The interview process consisted of five structured rounds, each designed to evaluate a different dimension of my skills and fit:
1. Hiring Manager Round:
This was a conversational discussion focused on my current role, project scope, and day-to-day responsibilities. The interviewer explored my experience with the data stack and how I contribute to the broader business context.
2. Technical Assignment (SQL + PySpark):
I was given a take-home assignment involving real-world SQL and PySpark problems. The focus was on writing clean, optimized code for data transformation and aggregation tasks, while also handling edge cases effectively.

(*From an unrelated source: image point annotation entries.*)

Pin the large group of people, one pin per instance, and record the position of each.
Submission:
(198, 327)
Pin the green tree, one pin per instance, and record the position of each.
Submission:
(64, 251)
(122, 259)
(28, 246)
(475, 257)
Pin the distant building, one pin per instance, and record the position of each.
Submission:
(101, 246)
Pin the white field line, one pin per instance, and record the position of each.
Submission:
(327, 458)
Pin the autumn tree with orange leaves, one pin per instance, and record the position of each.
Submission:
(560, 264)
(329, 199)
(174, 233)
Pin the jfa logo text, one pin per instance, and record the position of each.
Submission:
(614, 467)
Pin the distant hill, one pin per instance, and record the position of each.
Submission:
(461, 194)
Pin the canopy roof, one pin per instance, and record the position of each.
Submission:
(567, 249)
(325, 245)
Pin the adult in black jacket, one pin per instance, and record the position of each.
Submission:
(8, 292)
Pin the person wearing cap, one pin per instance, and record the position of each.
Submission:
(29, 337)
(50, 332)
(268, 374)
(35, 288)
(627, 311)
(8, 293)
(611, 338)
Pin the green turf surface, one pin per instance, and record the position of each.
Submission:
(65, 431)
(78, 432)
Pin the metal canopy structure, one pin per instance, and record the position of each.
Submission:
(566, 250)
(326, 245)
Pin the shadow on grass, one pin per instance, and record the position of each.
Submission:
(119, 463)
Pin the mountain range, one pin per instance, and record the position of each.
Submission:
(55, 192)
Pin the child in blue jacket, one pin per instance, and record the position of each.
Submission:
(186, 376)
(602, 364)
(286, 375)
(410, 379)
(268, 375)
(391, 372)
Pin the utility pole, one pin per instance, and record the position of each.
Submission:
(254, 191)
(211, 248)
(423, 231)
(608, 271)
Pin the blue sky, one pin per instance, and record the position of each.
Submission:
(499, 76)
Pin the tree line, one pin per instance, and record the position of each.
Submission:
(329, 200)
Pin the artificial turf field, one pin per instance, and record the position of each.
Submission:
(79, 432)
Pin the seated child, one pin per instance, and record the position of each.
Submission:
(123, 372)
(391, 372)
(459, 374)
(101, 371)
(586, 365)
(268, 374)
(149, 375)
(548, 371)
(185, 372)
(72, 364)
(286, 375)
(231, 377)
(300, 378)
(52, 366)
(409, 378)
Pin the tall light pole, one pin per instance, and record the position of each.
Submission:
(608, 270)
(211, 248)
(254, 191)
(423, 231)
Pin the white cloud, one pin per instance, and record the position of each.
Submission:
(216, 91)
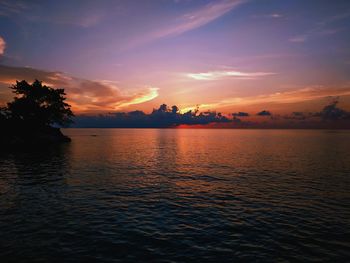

3. Technical Deep-Dive (Live Interview):
This was a detailed technical round covering my resume projects and knowledge areas like Virtual Networks (VNet), CI/CD practices, Git workflows, ML model deployment basics, and other cloud engineering topics. The interviewer assessed both depth and breadth.
4. Project Presentation Round:
I was asked to present one of my past projects end-to-end. This included discussing the architecture, tools used (ADF, ADLS, Databricks, Snowflake), problems encountered, solutions implemented, key learnings, and my personal technology preferences. The panel evaluated my ability to communicate technical decisions clearly.
5. Executive Fit/Client Communication Round:
The final round focused on stakeholder management and soft skills. I was asked behavioral questions about handling difficult client asks, ambiguity, ownership, and real-life client conversations. The emphasis was on how I communicate complex data topics to non-technical stakeholders and collaborate under pressure.